Aynı şekilde bir kimse;
"Bir dirhem müstesna, onun da üçte ikisi müstesna olmak üzere üzerimde beş
dirhem borç vardır" diyecek olursa, bu kimsenin borcu dört tam dirhem ve
üçte bir dirhem olur. Yine; "Filanın benim üzerimde dokuz müstesna, sekiz
müstesna ondan da yedi müstesna olmak üzere on dirhem alacağı vardır"
diyecek olursa, ikinci istisna, kendisinden öncekine, üçüncü istisna ikincisine
raci olur. Bu durumda onun üzerinde iki dirhem borcu bulunur. Çünkü on dirhem
ispat, sekiz dirhem ifadesi de ispattır. Bunların toplamı ise onsekiz eder.
Dokuz dirhem nefydir. Yedi dirhem de nefydir. Bunların da toplamı onaltı olur.
Onsekizden onaltı çıkacak olursa geriye iki dirhem kalır. Bu da ikrar ile
ödenmesi gereken miktar olup bundan başka bir borcu da yok demektir.
Buna göre Şanı Yüce
Allah'ın: "Gerçekten biz, günahkar bir kavme gönderildik. Lut ailesi
bunlardan müstesnadır. Biz onların hepsini mutlaka kurtarıcılarız. yalnız
karısı müstesna" buyruğundan, önce Lut ailesi günahkar kavimden istisna
edildikten sonra "yalnız karısı müstesna" diye buyurularak, karısı
Lut ailesinden istisna edilmiştir.
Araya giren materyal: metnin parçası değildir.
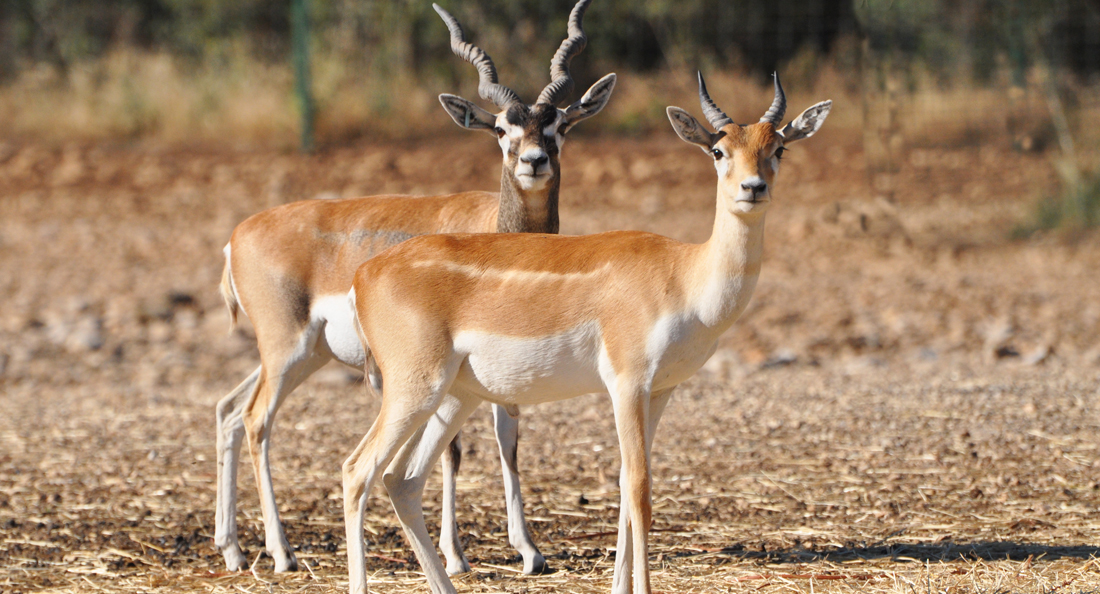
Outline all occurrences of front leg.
[612,387,674,594]
[493,405,549,574]
[612,376,652,594]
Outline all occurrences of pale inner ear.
[542,109,565,151]
[496,113,524,158]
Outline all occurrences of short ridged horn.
[431,3,519,109]
[699,73,734,131]
[535,0,592,106]
[760,73,787,128]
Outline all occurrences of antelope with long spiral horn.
[343,76,832,594]
[215,0,615,573]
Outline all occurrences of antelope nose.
[741,178,768,195]
[519,152,550,171]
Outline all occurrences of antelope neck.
[496,167,561,233]
[692,189,765,331]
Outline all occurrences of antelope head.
[667,73,833,213]
[432,0,615,191]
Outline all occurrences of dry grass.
[0,46,1100,150]
[0,99,1100,594]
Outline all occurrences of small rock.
[1021,344,1051,365]
[760,349,799,370]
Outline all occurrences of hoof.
[447,558,472,575]
[524,553,551,575]
[275,553,298,573]
[221,545,249,571]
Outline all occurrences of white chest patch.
[646,312,721,391]
[454,321,605,405]
[309,294,366,370]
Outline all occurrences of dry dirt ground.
[0,127,1100,593]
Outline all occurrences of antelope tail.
[219,245,241,333]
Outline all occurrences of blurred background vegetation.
[0,0,1100,227]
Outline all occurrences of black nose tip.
[519,154,550,169]
[741,179,768,194]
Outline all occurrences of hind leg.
[439,433,471,575]
[243,328,329,572]
[493,405,549,574]
[343,365,469,594]
[213,367,263,571]
[382,396,481,592]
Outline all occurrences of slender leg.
[383,396,481,593]
[343,380,454,594]
[612,388,672,594]
[244,328,329,572]
[493,405,549,574]
[439,433,470,575]
[213,366,263,571]
[612,387,675,594]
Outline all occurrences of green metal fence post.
[290,0,315,153]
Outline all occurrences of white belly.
[454,322,606,404]
[309,294,366,370]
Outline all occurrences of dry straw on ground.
[0,95,1100,594]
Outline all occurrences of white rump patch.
[454,321,604,405]
[309,289,366,370]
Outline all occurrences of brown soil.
[0,127,1100,592]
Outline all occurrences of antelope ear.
[779,101,833,144]
[664,107,726,152]
[561,73,617,134]
[439,92,496,131]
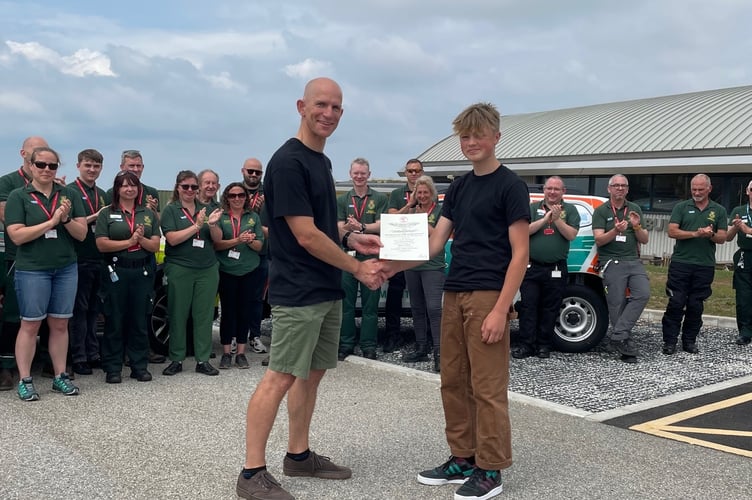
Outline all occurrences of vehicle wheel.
[148,286,170,355]
[554,284,608,352]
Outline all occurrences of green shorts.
[269,300,342,379]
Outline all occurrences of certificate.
[379,213,429,260]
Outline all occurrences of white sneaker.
[251,337,268,354]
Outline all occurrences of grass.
[645,265,736,317]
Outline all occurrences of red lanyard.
[76,179,99,214]
[31,191,60,220]
[352,195,368,220]
[182,208,201,240]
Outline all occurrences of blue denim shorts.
[15,262,78,321]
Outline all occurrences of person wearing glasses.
[382,158,423,353]
[240,158,269,358]
[5,147,88,401]
[68,149,108,375]
[214,182,264,369]
[593,174,650,363]
[161,170,222,375]
[96,170,161,384]
[0,136,48,391]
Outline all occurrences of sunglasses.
[34,161,60,170]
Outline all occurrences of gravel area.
[263,318,752,413]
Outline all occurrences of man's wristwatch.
[342,231,352,250]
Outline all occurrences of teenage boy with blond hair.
[384,103,530,500]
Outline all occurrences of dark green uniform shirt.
[337,187,388,260]
[217,210,264,276]
[95,206,162,262]
[0,168,31,260]
[68,179,108,261]
[161,201,217,269]
[669,198,728,266]
[5,182,84,271]
[593,200,642,264]
[530,200,580,264]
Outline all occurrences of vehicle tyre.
[554,284,608,352]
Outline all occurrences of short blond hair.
[452,102,501,135]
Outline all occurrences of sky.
[0,0,752,189]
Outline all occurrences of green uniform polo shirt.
[729,203,752,252]
[530,200,580,264]
[337,187,388,260]
[387,184,412,210]
[161,201,217,269]
[68,179,108,261]
[95,206,162,261]
[5,182,84,271]
[593,200,642,263]
[217,210,264,276]
[669,199,728,266]
[0,168,31,260]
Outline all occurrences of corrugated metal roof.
[419,85,752,166]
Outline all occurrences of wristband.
[342,231,352,250]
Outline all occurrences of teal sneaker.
[418,456,475,486]
[17,377,39,401]
[52,372,79,396]
[454,468,503,500]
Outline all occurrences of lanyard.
[182,208,201,240]
[352,195,368,220]
[76,179,99,214]
[31,191,60,220]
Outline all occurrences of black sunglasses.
[34,161,60,170]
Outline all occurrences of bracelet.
[342,231,352,250]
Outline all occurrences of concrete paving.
[0,348,752,500]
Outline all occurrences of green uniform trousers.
[165,262,219,363]
[102,263,154,373]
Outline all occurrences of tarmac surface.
[0,310,752,500]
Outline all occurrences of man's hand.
[347,233,384,255]
[480,309,507,344]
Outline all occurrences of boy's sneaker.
[52,372,79,396]
[219,353,232,370]
[235,470,295,500]
[251,337,267,354]
[418,456,475,486]
[282,451,352,479]
[17,377,39,401]
[454,468,503,500]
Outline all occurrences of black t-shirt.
[264,138,344,306]
[441,165,530,292]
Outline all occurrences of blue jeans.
[15,262,78,321]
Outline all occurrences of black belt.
[112,257,150,269]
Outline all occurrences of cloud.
[5,40,117,77]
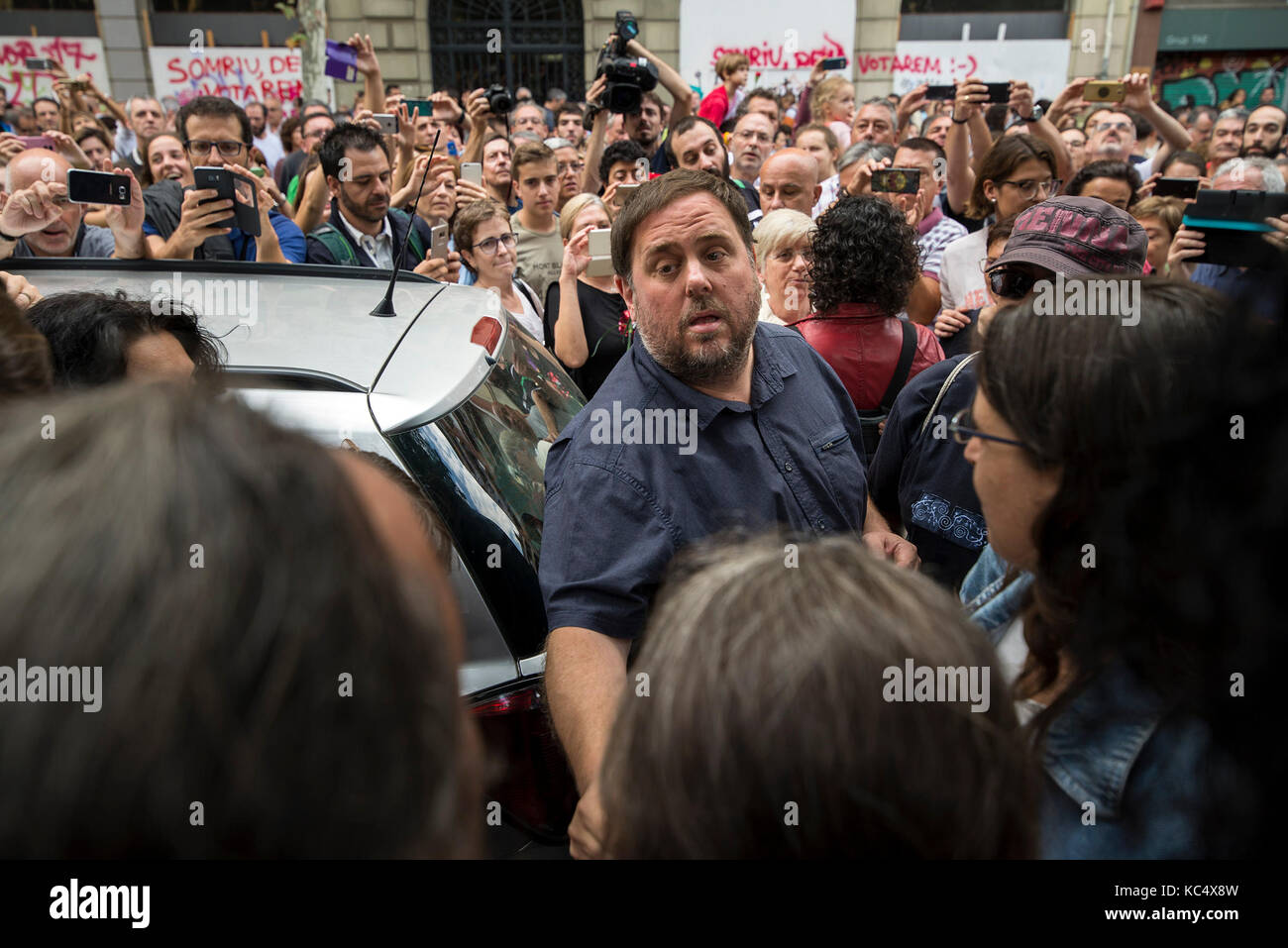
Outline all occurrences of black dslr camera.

Böylelikle o da nihayette açıkladığımız gibi
günahkarlar kavmi arasına raci olur. İşte talakta da hüküm böyledir. Bir kimse
hanımına: "Sen iki müstesna ondan da bir müstesna üç talak ile
boşsun" diyecek olursa, iki talak ile boş olur. Çünkü bir talak,
kendisinden istisna olunan üçten geri kalana geri döner. İşte bu kabilden gelen
bütün ifadeler böyledir, bunu iyice kavramak gerekir.